Dever is right when he asks: "...why pit these theories against each other and discount, ignore, or diminish biblical language that describes the death of Christ?" That all the various theories have some biblical support was presented so well by Roger Nicole in his chapter "The Nature of Redemption" in Christian Faith and Modern Thought (ed. Carl F. H. Henry, 1964). Nicole lists six key terms that describe atonement and shows that they are all interconnected: Sacrifice, Reconciliation; Propitiation; Battlefield; Purchase; and Court of Law.

I believe that each of these is important, but if there is one that is the keystone it is propitiation. Unless there is propitiation the demands of the court of law are not met, we are not redeemed (I reject the notion that it was Satan who was paid -- no, it was God the Father), and no reconciliation. Because their was propitiation there was indeed a victory over demonic powers, not because they were paid off, but because their right of access is removed. And, there is moral influence, because I am in awe that such a price was paid and I understand that it places me under obligation to the one who paid it.

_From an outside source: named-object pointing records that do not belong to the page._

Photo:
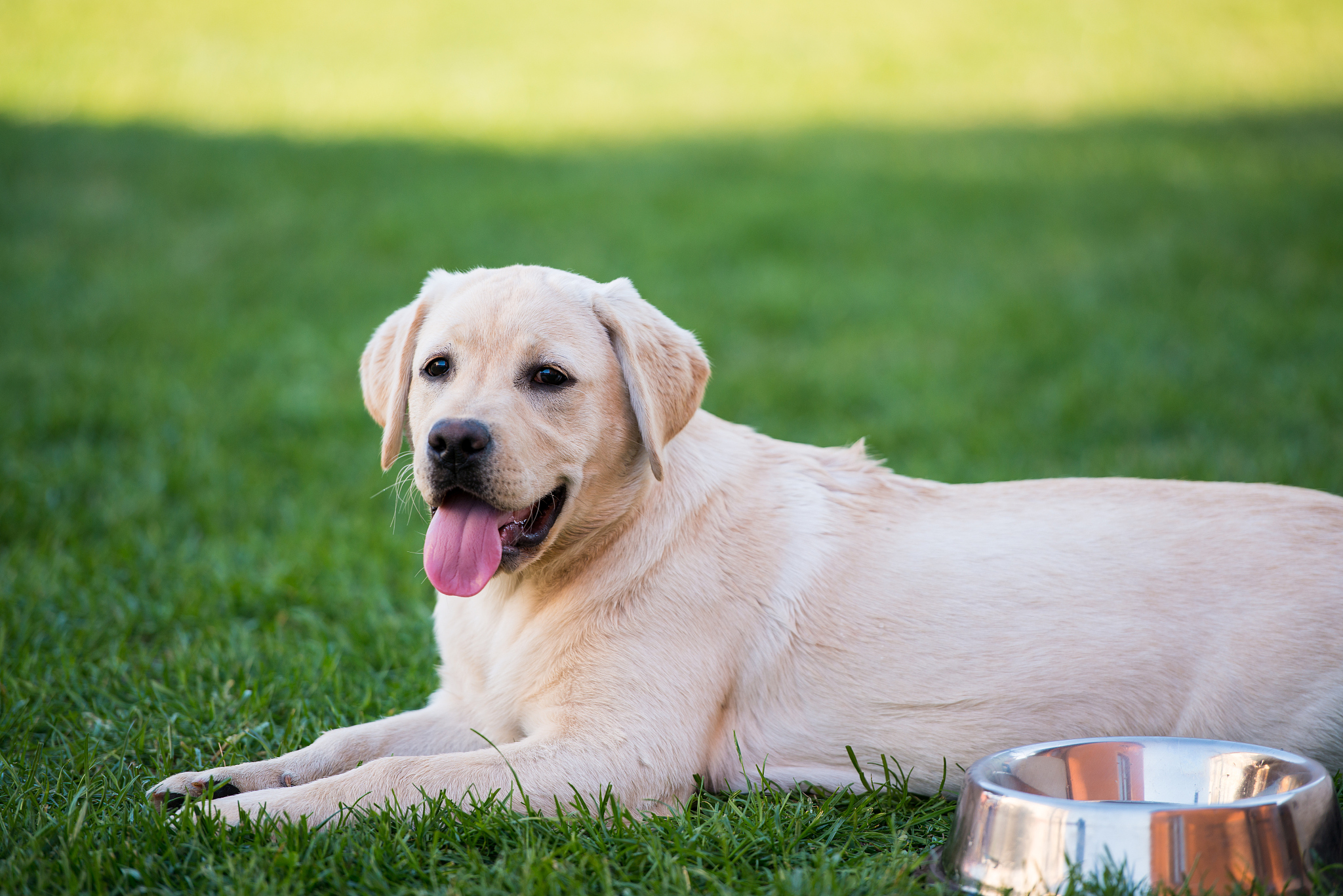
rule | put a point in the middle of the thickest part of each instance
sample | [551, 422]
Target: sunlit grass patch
[524, 71]
[193, 564]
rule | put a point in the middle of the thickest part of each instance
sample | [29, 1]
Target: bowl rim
[976, 775]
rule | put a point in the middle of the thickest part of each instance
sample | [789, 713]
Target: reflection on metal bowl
[1169, 810]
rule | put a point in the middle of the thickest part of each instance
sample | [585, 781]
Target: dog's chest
[496, 659]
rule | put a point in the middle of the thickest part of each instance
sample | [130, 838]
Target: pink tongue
[462, 546]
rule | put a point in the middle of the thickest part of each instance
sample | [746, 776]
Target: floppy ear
[384, 370]
[664, 366]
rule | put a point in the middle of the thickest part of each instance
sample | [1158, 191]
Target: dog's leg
[433, 730]
[547, 769]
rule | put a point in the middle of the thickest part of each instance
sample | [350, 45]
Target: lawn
[201, 563]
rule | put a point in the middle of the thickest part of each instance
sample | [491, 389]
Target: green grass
[197, 562]
[528, 71]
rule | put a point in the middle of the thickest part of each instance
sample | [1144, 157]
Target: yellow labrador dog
[631, 590]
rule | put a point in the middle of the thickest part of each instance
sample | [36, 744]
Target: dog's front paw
[171, 793]
[287, 806]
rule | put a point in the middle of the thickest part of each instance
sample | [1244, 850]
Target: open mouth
[469, 539]
[527, 528]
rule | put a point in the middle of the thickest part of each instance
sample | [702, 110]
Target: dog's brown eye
[550, 376]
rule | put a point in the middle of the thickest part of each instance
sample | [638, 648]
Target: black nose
[457, 441]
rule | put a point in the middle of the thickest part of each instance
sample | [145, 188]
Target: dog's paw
[218, 783]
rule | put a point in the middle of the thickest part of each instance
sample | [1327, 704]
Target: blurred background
[997, 238]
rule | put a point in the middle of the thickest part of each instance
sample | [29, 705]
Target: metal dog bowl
[1167, 810]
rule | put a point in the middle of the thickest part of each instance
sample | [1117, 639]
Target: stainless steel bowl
[1166, 810]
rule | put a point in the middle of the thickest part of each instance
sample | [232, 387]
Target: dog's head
[538, 403]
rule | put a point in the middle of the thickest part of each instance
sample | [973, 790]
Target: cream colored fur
[710, 589]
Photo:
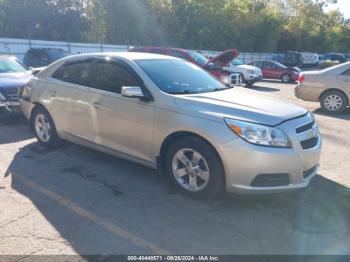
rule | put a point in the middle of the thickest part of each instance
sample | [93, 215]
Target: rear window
[175, 76]
[74, 73]
[56, 54]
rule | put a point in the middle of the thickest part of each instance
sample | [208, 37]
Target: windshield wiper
[184, 92]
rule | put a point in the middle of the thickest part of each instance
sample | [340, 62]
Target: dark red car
[275, 70]
[214, 65]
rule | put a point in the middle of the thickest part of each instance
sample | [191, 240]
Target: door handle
[96, 105]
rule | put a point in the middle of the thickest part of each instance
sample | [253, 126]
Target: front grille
[309, 143]
[305, 127]
[236, 79]
[268, 180]
[309, 172]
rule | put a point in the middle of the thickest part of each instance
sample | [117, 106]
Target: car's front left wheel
[195, 168]
[334, 102]
[44, 128]
[285, 78]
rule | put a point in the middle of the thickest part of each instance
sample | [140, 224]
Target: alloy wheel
[190, 170]
[333, 102]
[42, 127]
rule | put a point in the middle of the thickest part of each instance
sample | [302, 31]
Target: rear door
[275, 70]
[267, 70]
[344, 80]
[69, 98]
[119, 123]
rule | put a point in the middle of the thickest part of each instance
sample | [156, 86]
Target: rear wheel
[334, 102]
[44, 128]
[194, 168]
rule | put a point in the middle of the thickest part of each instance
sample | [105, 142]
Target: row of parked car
[170, 114]
[225, 66]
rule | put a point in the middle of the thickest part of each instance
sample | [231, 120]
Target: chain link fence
[18, 47]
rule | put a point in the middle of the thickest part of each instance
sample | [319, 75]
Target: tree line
[248, 25]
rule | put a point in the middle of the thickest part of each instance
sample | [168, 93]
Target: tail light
[301, 79]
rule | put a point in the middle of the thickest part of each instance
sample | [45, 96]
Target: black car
[13, 75]
[39, 57]
[335, 57]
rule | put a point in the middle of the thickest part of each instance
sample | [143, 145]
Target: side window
[266, 65]
[346, 73]
[74, 73]
[112, 77]
[178, 54]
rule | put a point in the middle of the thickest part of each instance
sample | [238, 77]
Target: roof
[158, 47]
[126, 55]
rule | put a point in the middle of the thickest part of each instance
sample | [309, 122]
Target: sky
[342, 5]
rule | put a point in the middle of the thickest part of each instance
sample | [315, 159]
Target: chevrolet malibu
[170, 114]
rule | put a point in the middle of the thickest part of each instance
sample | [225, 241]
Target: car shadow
[101, 204]
[21, 130]
[263, 88]
[345, 115]
[276, 81]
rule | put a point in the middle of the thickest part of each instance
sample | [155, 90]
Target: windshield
[179, 77]
[280, 65]
[236, 62]
[201, 60]
[57, 54]
[11, 65]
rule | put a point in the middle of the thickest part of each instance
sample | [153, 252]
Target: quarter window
[75, 73]
[112, 77]
[346, 73]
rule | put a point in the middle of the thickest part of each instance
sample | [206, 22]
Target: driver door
[344, 80]
[121, 124]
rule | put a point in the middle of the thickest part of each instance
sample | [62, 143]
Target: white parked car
[250, 74]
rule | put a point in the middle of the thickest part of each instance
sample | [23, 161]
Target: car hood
[243, 67]
[224, 58]
[11, 81]
[238, 104]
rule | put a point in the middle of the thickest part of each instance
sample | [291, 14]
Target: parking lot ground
[78, 201]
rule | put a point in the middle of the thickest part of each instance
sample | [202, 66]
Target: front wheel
[195, 168]
[285, 78]
[334, 102]
[44, 128]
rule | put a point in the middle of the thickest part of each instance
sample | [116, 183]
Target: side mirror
[212, 67]
[132, 92]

But, if propitiation is not what happened, then I beg someone to give to me a phenomonology -- a pure description -- of the dynamics of what did occur. How exactly does it work that the death of this perfect man defeated the evil powers -- be they demythologized sociological structures or whatever, or supernatural demonic forces. And more, if there is no propitiation, then why would I ever see the cross as a sign of God's love. I would join those who would see it as a horror, a kind of cosmic child abuse. And, by the way, I have always hated the illustration of the man who let his son be ground up in the gears of a draw bridge to save the passenger train for that very reason. It is not atonement.

Without propitiation we either romanticize the cross, or we dismiss the cross and fall into legalism, or some kind of combination of both. I wonder if some of the problems that the emergent writers are concerned with actually arise out of evangelicalisms losing its grip on the meaning of the cross as substitution rather than the opposite.